Hopefully a true America would emerge from the ashes... called Dixie.
scoured
4:51AM JUN 5TH 2012
While the effectiveness and strategy behind creating "safe zones" in Syria is more than debatable, as it would open an endless can of worms, the value of concerning ourselves with the issues in Syria is not. The idea that Syria is "not our business" is both short-sighted and reckless. Syria is in the middle of - and entrenched in the politics of - a number of regional players which we HAVE to deal with - Lebanon, Turkey, Iraq, Iran. Anything short of Assad barbarically repressing the opposition in his country and reinstating a staus quo in Syria is going to have meaningful impacts on the region as a whole and possibly risk spilling over (as the buzz word of the day is) into these other countries, which would affect a number of other foreign policy interests for the U.S. In addition, the slaughter in Syria, while marginally well documented, is arguably larger than stated, and set to increase.

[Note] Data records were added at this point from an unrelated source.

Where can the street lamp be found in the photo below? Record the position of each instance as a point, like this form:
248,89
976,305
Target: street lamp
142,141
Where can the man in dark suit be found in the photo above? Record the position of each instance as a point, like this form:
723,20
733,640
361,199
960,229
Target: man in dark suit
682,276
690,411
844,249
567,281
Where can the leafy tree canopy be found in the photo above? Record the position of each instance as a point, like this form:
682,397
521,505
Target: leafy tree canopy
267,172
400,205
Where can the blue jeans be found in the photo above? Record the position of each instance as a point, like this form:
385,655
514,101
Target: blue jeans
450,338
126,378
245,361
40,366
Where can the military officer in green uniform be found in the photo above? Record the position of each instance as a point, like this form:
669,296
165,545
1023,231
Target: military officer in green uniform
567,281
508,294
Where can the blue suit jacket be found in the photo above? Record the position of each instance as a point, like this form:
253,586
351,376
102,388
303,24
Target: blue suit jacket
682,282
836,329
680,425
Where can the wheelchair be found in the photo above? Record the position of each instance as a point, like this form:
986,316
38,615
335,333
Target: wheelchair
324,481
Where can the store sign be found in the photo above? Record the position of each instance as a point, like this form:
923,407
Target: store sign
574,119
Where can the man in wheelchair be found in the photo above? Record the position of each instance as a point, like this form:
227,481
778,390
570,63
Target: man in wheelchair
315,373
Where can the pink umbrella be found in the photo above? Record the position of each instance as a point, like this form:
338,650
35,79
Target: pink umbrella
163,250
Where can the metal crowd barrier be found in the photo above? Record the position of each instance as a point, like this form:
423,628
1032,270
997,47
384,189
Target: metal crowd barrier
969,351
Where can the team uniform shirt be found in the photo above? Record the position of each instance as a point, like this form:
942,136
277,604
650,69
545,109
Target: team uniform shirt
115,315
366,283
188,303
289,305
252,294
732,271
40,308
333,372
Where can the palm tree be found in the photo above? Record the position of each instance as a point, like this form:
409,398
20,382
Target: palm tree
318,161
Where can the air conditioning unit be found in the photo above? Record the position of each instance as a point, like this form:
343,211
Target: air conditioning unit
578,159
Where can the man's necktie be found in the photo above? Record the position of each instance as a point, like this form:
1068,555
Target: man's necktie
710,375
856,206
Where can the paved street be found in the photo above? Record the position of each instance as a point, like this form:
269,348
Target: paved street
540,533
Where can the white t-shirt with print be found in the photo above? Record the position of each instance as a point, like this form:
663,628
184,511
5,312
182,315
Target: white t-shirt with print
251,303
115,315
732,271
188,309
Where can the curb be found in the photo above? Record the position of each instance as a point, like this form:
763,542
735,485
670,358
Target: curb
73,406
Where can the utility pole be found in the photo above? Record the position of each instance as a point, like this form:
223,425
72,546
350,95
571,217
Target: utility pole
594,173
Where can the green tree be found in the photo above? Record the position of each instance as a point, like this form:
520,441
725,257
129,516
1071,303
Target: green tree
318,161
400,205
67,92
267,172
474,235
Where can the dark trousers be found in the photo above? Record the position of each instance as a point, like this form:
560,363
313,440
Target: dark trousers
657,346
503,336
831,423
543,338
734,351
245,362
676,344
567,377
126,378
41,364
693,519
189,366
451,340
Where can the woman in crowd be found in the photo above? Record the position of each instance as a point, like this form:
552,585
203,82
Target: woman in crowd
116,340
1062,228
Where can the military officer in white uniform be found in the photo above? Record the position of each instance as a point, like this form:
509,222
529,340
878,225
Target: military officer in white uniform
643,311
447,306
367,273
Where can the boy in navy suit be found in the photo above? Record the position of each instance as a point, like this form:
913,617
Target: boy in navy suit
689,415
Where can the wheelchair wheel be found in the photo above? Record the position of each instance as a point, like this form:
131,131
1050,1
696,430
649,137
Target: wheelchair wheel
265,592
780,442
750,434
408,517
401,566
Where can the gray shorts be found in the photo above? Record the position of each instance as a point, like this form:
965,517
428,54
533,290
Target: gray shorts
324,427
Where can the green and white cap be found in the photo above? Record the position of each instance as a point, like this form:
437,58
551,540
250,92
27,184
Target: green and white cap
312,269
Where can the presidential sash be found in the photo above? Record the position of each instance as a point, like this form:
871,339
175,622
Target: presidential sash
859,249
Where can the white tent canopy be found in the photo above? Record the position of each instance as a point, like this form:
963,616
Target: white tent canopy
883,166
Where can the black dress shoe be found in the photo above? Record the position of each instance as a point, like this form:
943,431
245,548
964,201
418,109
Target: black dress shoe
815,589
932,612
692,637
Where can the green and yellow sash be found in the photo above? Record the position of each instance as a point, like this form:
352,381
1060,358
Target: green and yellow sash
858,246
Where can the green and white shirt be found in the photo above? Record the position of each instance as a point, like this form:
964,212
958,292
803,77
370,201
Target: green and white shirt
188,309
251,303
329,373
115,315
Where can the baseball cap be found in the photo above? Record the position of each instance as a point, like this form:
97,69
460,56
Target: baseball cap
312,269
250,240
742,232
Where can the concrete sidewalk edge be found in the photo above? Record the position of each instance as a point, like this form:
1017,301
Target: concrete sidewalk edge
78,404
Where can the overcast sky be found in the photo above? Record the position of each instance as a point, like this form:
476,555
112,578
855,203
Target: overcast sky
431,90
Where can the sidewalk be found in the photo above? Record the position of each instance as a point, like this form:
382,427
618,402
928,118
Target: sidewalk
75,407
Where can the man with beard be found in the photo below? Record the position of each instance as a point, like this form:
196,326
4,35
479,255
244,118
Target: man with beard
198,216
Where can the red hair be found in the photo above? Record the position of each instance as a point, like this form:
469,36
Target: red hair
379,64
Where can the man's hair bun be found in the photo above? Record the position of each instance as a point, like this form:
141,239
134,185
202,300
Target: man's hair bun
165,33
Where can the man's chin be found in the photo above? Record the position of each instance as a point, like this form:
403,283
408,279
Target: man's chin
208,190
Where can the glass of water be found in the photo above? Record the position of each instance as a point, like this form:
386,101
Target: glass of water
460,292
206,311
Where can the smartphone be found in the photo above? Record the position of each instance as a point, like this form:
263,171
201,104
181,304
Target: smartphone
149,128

By trivializing Syria, we in the international community give Assad a free pass to deal with the opposition however he sees fit. With Shabiha now empowered throughout the country by government arming programs, the risks there for unrestrained sectarian violence are reminiscent of Rwanda or Bosnia. So while comparing Syria to Lybia is a dangerous thing to do, ignoring the problems in the country is a mistake both for our foreign policy and the people of Syria who would have to deal with even more hostile repression in a place that has been entrenched by conflict for over a year.